Наверняка менты уже нашли в бытовке избитого пьяного сторожа, от которого не добились ни одного вразумительного слова. Затем спустились в подземный гараж. И теперь, обступив труп Глотова со всех сторон, вызывают на место дополнительные патрули, прокурора и бригаду криминалистов. Скоро сюда понабежит столько ментов, что спрятаться будет негде. Они прочешут мелким гребнем всю округу. Надо уходить. Но как? На своих двоих с Котом на загривке, пожалуй, и до ближайшего поворота не дотянешь.

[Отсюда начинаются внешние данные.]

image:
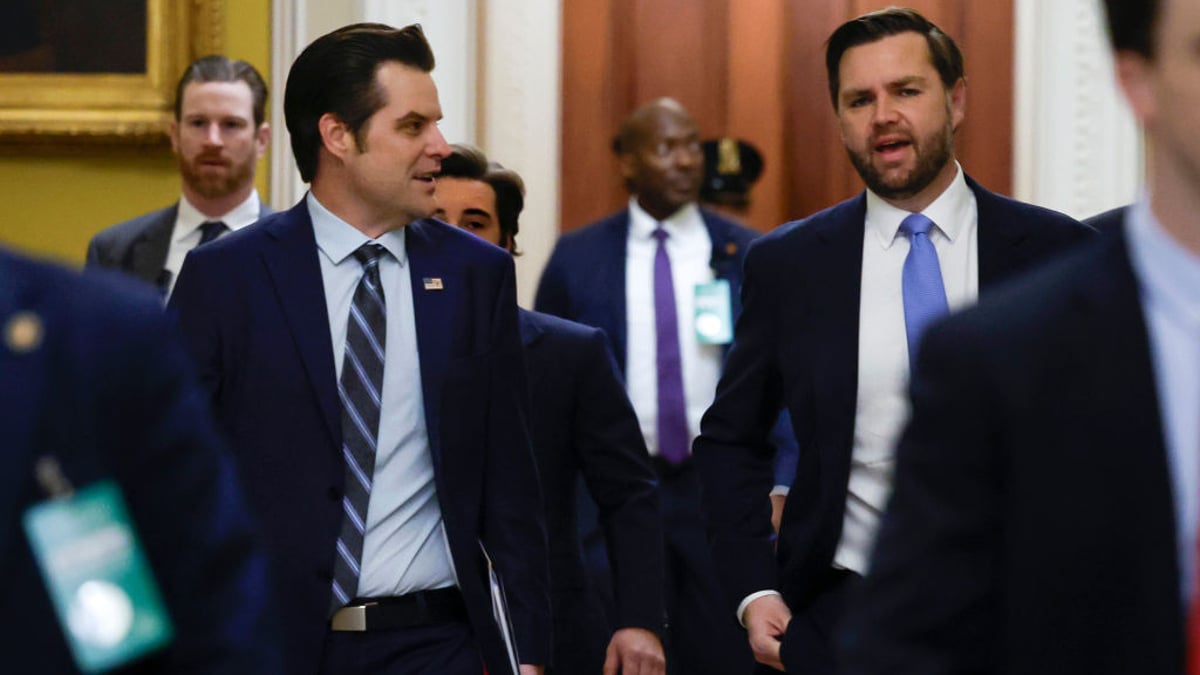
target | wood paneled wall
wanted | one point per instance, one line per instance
(755, 70)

Запоздало вспомнив про пистолет, Ошпаренный вытащил его из кармана, осмотревшись по сторонам, заметил решетку ливневой канализации. Присев на корточки, просунул пистолет между железными ячейками, разжал пальцы. Было слышно, как ствол упал в воду. Пушку унесет потоком, затянет донными отложениями. Ищи ее в этом дерьме…

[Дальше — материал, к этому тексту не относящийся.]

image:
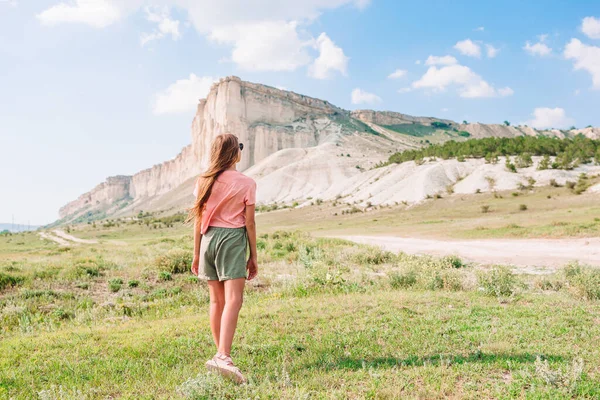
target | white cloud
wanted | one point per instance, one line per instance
(96, 13)
(470, 85)
(183, 95)
(12, 3)
(468, 48)
(443, 60)
(331, 58)
(538, 49)
(397, 74)
(590, 26)
(265, 46)
(359, 96)
(585, 57)
(544, 118)
(362, 4)
(492, 51)
(166, 25)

Автомобильные фары выхватили из темноты фигуру Кота, стоявшего посередине дороги. В грязной кожанке, штанах, пропитавшихся цементной пылью, он напоминал бомжа, вылезшего из канавы. Ошпаренный рванулся к Коту, остановился рядом с ним, перевел дух. Слава Богу, тачка не ментовская. Какой-то чайник на серебристой «нексии» чешет домой или к бабе. Димон выступил вперед, в темноте споткнулся о кирпич, валявшийся на дороге. Расставив руки в стороны, застыл на месте, перекрывая чайнику дорогу. Скрипнули тормоза, машина остановилась. Сидевший за баранкой мордастый мужик опустил боковое стекло.

— Тебе что, парень, на этом свете скучно стало? — спросил он. — Тут, мать твою, проезжая часть, а не бульвар.

— Мужик, выручай. С другом плохо. Сердце прихватило. Подвези до выезда из города.

Димон вытащил деньги, попытался сунуть их водиле, но тот отпихнул от себя протянутую руку.

— Да ты на себя посмотри и на друга своего. — крикнул водила. — Я обоссанных алкашей в чистую машину не сажаю. Убери свои бабки. И уйдите с дороги. Оба. Ну, в две секунды.

— Мужик, ты серьезно заработаешь…

— Я сказал: уйди, — прорычал водитель. — Иначе на хрен перееду. И жалуйся потом хоть прокурору.

Понимая, что переговоры зашли в тупик, Димон отскочил назад. Подхватил с асфальта грязный кирпич, поднял его над головой. Замахнулся, целя в лобовое стекло.

— Только дай задний ход, — крикнул Димон. — Только попробуй.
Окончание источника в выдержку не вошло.